Thanks for saving me some typing, lacunae! I haven't really needed a keyboard since there is no TV-out solution (not even using s-video) that makes readable text on the TV screen unless the text size is huge. Forget reading these forums on your TV! I don't play games from the other room, just watch DVD's and play Winamp and stuff like that. I have a computer in my family room and send its output to the TV in my bedroom. For playing games (in the family room) I just have my regular mouse and keyboard on long extension cables, that has worked fine so far.
RxL77-
Regular (i.e., non-HDTV) TVs are analog, not digital, so resolution in the computer sense of the word doesn't really apply. Whereas on a computer monitor when you say, for example, 640x480 at 85Hz, that means (essentially) that the screen is divided into 640 units from left to right and 480 units from top to bottom, no more and no less, and each line is drawn one after another, and each screenfull of lines is drawn 85 times each second (85Hz).
A TV is a little different.
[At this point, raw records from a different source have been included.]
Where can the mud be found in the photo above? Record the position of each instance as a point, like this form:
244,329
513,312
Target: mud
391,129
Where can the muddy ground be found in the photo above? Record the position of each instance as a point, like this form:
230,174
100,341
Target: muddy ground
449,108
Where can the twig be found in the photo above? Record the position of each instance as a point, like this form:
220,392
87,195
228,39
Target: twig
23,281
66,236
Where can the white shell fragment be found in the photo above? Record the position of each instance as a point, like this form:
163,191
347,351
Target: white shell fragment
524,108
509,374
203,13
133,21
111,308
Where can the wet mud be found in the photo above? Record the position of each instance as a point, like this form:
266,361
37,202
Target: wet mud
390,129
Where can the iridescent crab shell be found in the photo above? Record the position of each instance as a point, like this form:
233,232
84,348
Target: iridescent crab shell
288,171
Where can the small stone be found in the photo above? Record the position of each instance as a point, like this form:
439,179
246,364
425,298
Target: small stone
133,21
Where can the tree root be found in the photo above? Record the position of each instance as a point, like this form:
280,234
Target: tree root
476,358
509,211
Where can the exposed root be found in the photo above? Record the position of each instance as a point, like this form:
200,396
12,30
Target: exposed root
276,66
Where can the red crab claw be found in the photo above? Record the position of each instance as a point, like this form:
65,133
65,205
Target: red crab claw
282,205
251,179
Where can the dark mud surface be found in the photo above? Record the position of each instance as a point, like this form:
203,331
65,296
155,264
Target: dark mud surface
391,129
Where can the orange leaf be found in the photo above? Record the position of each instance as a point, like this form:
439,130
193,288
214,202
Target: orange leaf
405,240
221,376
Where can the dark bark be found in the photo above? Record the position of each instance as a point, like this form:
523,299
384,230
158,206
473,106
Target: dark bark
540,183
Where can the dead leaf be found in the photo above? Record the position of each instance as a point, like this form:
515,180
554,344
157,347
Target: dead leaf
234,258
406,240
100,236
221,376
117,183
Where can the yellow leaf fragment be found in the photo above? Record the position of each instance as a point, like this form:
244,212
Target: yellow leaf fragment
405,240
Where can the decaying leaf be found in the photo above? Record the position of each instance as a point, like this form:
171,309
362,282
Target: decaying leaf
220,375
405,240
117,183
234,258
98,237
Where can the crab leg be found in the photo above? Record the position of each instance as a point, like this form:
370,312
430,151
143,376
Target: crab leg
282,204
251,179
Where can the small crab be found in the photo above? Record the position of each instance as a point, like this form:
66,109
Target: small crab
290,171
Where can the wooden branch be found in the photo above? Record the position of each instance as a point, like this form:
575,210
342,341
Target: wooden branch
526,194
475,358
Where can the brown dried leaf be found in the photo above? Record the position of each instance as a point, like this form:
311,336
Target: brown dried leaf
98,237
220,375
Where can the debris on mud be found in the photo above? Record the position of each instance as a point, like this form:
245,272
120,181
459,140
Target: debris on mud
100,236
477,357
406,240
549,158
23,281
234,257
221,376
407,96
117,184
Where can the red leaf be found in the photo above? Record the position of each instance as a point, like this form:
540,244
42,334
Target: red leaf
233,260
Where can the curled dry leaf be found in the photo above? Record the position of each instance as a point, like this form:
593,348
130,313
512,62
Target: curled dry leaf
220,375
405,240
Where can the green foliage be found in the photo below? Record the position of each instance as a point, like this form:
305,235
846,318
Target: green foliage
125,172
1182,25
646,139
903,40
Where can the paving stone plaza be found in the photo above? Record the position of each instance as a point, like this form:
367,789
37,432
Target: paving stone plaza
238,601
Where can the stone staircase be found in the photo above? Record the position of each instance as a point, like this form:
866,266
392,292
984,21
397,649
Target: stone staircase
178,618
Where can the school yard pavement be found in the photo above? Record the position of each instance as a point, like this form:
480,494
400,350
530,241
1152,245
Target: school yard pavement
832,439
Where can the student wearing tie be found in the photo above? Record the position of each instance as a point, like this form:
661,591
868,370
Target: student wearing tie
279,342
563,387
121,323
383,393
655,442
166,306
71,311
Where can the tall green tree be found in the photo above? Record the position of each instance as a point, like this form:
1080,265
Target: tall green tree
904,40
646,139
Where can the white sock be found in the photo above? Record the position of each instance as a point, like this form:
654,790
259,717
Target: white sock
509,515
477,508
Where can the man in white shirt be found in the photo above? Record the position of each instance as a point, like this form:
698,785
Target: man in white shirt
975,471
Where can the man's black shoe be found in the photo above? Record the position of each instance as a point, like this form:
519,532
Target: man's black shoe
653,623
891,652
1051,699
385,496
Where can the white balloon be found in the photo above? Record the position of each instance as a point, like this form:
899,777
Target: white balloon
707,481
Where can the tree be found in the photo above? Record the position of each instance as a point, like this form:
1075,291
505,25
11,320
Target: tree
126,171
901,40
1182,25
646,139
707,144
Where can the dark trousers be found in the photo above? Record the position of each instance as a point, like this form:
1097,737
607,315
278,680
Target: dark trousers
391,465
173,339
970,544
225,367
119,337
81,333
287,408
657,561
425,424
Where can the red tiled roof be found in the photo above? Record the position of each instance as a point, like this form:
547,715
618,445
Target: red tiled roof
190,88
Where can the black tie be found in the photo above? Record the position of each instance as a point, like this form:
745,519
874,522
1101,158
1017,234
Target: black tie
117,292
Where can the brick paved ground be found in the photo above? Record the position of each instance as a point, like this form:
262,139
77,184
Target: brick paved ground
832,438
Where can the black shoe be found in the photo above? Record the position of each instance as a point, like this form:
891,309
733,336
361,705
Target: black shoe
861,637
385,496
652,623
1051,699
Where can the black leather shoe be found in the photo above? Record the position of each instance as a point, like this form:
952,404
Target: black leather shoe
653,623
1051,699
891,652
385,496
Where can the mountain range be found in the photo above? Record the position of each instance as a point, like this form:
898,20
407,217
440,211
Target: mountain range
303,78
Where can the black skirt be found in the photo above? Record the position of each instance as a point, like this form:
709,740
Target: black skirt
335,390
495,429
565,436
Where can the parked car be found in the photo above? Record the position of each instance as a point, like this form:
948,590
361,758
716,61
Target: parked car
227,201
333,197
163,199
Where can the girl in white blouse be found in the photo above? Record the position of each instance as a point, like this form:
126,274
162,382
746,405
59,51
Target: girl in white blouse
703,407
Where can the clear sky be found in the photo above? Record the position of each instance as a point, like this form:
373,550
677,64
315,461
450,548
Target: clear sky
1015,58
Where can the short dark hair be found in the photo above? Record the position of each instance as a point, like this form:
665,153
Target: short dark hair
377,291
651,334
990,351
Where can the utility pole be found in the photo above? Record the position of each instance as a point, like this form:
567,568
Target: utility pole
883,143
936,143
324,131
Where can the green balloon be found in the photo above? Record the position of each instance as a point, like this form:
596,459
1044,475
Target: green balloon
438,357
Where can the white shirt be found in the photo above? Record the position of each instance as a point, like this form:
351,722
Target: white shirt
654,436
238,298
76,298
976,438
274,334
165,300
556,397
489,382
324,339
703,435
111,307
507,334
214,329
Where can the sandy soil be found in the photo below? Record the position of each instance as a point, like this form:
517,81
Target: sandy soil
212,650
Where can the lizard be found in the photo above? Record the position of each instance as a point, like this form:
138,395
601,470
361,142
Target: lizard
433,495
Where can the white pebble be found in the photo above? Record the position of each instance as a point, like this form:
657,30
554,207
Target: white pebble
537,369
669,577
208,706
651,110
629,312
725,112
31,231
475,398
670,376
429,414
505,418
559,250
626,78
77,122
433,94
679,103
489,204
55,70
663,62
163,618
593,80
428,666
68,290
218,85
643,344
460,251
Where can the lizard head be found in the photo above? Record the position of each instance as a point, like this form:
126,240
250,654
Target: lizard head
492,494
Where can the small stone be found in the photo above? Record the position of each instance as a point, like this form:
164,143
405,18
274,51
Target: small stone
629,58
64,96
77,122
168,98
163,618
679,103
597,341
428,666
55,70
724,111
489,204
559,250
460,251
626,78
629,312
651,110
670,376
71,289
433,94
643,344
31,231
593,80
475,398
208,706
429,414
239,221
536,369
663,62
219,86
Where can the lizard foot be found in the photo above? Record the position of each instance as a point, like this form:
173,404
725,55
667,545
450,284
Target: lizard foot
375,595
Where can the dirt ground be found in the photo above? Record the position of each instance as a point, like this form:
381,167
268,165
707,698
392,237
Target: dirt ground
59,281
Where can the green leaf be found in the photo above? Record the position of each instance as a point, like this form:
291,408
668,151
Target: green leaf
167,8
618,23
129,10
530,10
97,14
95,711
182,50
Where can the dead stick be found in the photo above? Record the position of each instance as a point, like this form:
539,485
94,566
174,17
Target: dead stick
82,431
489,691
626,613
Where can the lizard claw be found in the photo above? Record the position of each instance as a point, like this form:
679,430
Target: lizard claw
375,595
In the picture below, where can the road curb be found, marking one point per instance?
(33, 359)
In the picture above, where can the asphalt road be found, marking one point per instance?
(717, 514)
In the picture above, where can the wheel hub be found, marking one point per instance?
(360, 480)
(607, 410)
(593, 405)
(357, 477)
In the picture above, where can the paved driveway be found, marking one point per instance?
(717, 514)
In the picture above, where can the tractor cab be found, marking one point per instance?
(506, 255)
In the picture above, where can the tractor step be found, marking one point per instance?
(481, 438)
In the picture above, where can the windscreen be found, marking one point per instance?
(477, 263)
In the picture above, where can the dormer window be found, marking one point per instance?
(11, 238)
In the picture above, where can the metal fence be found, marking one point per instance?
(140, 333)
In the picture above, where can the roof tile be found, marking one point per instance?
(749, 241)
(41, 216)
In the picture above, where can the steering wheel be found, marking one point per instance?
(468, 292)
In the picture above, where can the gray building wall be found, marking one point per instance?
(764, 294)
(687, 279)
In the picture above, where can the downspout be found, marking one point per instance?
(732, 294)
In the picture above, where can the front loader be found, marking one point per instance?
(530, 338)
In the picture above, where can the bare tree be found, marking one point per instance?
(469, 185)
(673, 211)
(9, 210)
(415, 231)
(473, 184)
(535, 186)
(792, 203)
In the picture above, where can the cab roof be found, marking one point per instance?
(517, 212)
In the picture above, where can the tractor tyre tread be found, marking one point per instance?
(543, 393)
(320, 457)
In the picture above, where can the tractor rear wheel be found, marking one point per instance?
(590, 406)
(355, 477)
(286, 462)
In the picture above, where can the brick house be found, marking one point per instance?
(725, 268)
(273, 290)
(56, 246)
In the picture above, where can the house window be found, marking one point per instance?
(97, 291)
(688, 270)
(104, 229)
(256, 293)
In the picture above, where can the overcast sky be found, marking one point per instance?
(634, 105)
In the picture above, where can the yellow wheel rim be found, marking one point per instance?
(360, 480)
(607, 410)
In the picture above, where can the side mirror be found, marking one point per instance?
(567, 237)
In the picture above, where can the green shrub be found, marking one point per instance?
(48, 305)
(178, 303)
A TV draws alternating lines over two passes of the screen. Each of these "fields" is drawn every 1/60th of a second, and 2 fields make up one "frame", so the apparent refresh rate is 30 frames per second (or 30Hz). The standards that govern what a TV signal should be are called NTSC in North America and a few other places and PAL in the rest of the world. They are quite similar in concept except for significant differences in the timing and level of certain signals, and they are incompatible with each other. Standard NTSC video is limited to a resolution of approximately 540 horizontal scan lines, or 2- 270 line fields (compared with 480 horizontal scan lines in the computer example). The resolution of detail left-to-right is a function of the video amplifier's bandwidth, or how fast it can change the beams of electrons as they scan across the screen. Higher bandwidth = faster changes = higher apparent resolution. (This concept also applies to CRT-based computer monitors since the digital image signal from the graphics card frame buffer is converted to analog by the RAMDAC before being sent to the analog monitor). The usual way to measure horizontal (left-to-right) resolution on an analog display is by using test patterns and visually estimating where a series of needle pulses turn into a gray blob.
DVD's have up to 540 horizontal lines, hi-quality VHS tapes up to about 400 lines, and the theoretical best you can get from regular broadcast TV is 320 lines (limited by the maximum bandwidth available to a broadcast channel).
There's more to it than that, of course, and hopefully this isn't too confusing, but if you need more explanation please ask.